High salt diet may lead to more stress
A recent study showed that a high salt diet increased stress levels in mice by 75 percent.
While extensive research has shown the effects of a high salt diet on the heart and circulatory system, few studies have explored salt’s effects on emotional behavior. For this study, published in the journal, Cardiovascular Research, researchers from the University Edinburgh in Edinburgh, Scotland, sought to better understand the relationship between a high-salt diet and stress.
For their investigation, researchers used mice who had previously had a low salt diet and gave them a high salt diet proportional to the average human intake of salt. According to the study, the recommended salt intake is less than six grams per day, yet most people consume more than nine grams a day.

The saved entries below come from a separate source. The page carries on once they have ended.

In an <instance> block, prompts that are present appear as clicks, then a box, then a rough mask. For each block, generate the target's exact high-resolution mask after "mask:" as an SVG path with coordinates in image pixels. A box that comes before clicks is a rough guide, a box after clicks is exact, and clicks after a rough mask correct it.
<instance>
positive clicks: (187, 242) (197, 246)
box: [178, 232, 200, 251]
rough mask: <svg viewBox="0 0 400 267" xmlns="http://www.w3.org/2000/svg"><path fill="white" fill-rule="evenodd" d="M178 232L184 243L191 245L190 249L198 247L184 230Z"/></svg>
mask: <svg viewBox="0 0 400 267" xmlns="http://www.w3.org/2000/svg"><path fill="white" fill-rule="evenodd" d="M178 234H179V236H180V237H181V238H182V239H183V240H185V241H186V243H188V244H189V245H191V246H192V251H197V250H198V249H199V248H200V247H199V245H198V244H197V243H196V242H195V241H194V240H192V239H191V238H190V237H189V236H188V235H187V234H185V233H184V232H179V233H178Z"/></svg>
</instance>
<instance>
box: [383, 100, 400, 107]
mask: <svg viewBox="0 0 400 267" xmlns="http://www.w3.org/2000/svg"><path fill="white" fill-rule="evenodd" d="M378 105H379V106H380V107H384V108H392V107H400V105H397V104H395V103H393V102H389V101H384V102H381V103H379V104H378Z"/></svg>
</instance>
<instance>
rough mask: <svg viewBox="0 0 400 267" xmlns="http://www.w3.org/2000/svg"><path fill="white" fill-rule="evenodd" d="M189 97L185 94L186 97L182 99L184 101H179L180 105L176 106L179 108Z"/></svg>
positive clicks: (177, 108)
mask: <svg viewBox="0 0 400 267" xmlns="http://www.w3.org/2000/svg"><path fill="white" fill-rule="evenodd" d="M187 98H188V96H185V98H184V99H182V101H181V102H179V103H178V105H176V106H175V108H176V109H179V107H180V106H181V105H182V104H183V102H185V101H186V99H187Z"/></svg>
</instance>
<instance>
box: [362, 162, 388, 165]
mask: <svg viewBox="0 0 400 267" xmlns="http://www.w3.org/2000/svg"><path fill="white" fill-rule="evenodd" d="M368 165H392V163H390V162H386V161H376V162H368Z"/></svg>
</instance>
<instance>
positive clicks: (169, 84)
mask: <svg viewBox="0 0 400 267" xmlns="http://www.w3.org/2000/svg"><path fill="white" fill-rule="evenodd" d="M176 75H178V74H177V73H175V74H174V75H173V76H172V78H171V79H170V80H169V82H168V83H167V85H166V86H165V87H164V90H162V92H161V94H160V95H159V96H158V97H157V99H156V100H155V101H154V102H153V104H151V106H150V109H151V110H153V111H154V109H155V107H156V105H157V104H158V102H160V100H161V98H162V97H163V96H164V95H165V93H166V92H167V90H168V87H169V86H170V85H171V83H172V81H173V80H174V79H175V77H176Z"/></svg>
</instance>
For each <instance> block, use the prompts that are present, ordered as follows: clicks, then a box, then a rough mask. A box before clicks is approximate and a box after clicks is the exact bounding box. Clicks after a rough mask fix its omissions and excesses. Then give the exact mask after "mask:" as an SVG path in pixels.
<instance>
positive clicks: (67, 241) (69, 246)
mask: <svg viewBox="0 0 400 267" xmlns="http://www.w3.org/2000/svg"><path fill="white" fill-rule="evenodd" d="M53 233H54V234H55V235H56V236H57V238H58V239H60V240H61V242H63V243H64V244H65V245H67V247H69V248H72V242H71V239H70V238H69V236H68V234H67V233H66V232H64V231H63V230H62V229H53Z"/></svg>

Researchers conducted several tests before and after the trial to determine the mice’s stress hormone levels and stress-related gene activity in the brain. The study showed that after eating a high salt diet, the mice’s resting stress hormone levels increased and the mice’s hormone response to environmental stress was doubled. In addition, the salt intake increased the activity of genes that produce proteins in the brain that control the body’s response to stress.
Researchers concluded that these results suggest that chronic high intake of salt can increase levels of stress-related hormones. In the future, they hope to study the effects of salt on aggression and anxiety.
"We are what we eat and understanding how high-salt food changes our mental health is an important step to improving wellbeing,” said researcher Matthew Bailey, PhD, professor of renal physiology at the University of Edinburgh. “We know that eating too much salt damages our heart, blood vessels and kidneys. This study now tells us that high salt in our food also changes the way our brain handles stress."